How can you stationarize a time series?
Detrending, you compute the trend with a model like logistic regression and then you remove it
Differencing remove a lagged version of the time series to the time series
What is a SARIMA model and what do the letters stands for?
SARIMA is actually the combination of simpler models to make a complex model that can model time series exhibiting non-stationary properties and seasonality.
S seasonality
AR autoregressive model
I integration order :The parameter d represents the number of differences required to make the series stationary.
MA Moving Average model
What is an autoregression model?
This is basically a regression of the time series onto itself. Here, we assume that the current value depends on its previous values with some lag. It takes a parameter p which represents the maximum lag. To find it, we look at the partial autocorrelation plot and identify the lag after which most lags are not significant.
Are AR or MA models applicable to non-stationary series?
you should remember, AR or MA are not applicable on non-stationary series.
In case you get a non stationary series, you first need to stationarize the series (by taking difference / transformation) and then choose from the available time series models.
What is peculiar about sales forecasting?

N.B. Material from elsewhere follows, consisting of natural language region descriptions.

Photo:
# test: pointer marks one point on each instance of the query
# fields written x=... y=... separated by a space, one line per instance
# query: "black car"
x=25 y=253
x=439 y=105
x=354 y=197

- • We need to have historical data for a long time period to capture seasonality. However, often we do not have historical data for a target variable, for example in case when a new product is launched. At the same time we have sales time series for a similar product and we can expect that our new product will have a similar sales pattern
- • Sales data can have a lot of outliers and missing data. We must clean outliers and interpolate data before using a time series approach.
- • We need to take into account a lot of exogenous factors which have impact on sales.